Латам погиб в Африке. А Блерио... Блерио совершил чудо из чудес: перелетел Ла-Манш.

Но тут — прерыв. Война. Другие волнения овладели человечеством. В иной цвет окрасилось для нас самое слово "Цеппелин". И человеческие птицы... уж не бескорыстными глазами смотрим мы на них. Не думаем, что они "человеческие": они, прежде всего, или немецкие, или французские, или английские (или "советские") — все в этом.

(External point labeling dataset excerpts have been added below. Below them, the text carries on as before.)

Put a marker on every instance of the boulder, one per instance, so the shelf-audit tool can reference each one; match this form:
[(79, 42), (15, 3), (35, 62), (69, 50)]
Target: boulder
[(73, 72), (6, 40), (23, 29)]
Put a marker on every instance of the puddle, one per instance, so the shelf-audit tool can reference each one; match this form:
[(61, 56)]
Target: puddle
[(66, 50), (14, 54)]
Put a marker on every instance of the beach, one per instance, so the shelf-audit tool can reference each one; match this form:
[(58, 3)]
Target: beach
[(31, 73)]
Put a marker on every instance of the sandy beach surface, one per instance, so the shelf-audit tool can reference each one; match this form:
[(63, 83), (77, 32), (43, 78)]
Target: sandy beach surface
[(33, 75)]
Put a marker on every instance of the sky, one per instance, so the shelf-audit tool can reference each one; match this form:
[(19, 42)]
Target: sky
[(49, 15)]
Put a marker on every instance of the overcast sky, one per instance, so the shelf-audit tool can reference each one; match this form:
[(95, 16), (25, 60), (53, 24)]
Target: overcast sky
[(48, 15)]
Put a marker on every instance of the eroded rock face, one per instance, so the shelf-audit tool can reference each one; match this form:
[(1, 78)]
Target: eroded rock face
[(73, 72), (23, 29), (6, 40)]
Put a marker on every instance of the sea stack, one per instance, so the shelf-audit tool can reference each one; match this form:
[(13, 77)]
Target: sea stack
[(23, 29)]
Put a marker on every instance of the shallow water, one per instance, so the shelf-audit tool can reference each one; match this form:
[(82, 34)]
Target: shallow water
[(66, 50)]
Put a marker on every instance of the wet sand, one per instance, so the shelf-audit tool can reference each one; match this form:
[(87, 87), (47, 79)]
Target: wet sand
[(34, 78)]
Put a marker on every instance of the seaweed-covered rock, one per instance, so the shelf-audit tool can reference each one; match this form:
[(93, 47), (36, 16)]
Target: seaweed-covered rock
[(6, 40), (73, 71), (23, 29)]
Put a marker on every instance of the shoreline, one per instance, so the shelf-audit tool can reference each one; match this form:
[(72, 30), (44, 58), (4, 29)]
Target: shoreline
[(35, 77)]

А попутно — особенно подчеркнутые, особенно яркие мысли о человеке: великой власти может достигнуть человек над природой, материей, плотью мира; но в последнем счете решает все человеческая душа: какова она — таково будет и созданное человеком, обратится на смерть ему, или на жизнь. От души человеческой зависит, сделаться или не сделаться прахом, подчинив себе материю мира.

Дана ей плоть в рабыни
И воля для борьбы...
Она же стала ныне
Рабой своей рабы.

Но война была — и миновала. Не без следа, конечно:

Все, что бывает, не исчезнет,
Пусть миновало, но не прошло...

И война оставила свою борозду на лике человечества. Однако душа опоминается, припоминает себя прежнюю, — настоящую. Опять делается способной к тому бескорыстному, особенному, волнению за все человечество, за человека вообще.

Не оно ли — этот восторженный восторг сегодня, этот не рассуждающий пламенный порыв к молодому американцу Линдбергу, перелетевшему — уже не три метра поля, не Ла-Манш, — Атлантический океан? Не радость ли победы, — чужой, как своей, — новой победы над материей, над пространством и временем?

Я не сомневаюсь нисколько: многотысячная толпа французов, устремившаяся в Бурже, — когда она, после жгучего ожидания, увидела, наконец, спускающийся с небес "Дух Святого Луи" — испытала совершенно то же, что немецкая толпа, почти двадцать лет тому назад, увидев в Франкфурте серый луч — Цеппелин. Там и здесь — были люди, было одинаковое, хорошее, благородное, праведное и бескорыстное человеческое волнение.

Ну, а что вокруг него, по-человечеству, завивается, — об этом не стоит говорить: это всегда, и всегда не важно.

Линдберг, вероятно, еще не родился, когда начал летать Сомтос-Дюмон. Но если б тогда, в те давние (и совсем недавние) дни Сомтос-Дюмон не совершил своего трехминутного полета на полметра от земли — Линдберг сегодня не перелетел бы океана.

По существу — и полметра, и океан, — одно и тоже действие, одинаковый подвиг и чудо человека. Это сделал "он", "они", т.е. — "мы".

Так именно мы, переживая наше волнение, чувствуем, не потопляя при этом в общем "мы" — никого: всегда помним, что есть и "они", и "он".

Только бы помнили мы, не забывали, что всякая "наша" победа над материей мира может, по нашей же вине, обратиться в поражение, и тем более страшное, чем победа будет более великой.


Впервые опубликовано: Звено. Париж, 1927. 5 июня. № 227. С. 6-7.

Гиппиус, Зинаида Николаевна (1869-1945) — русская поэтесса и писательница, драматург и литературный критик, одна из видных представительниц "Серебряного века" русской культуры.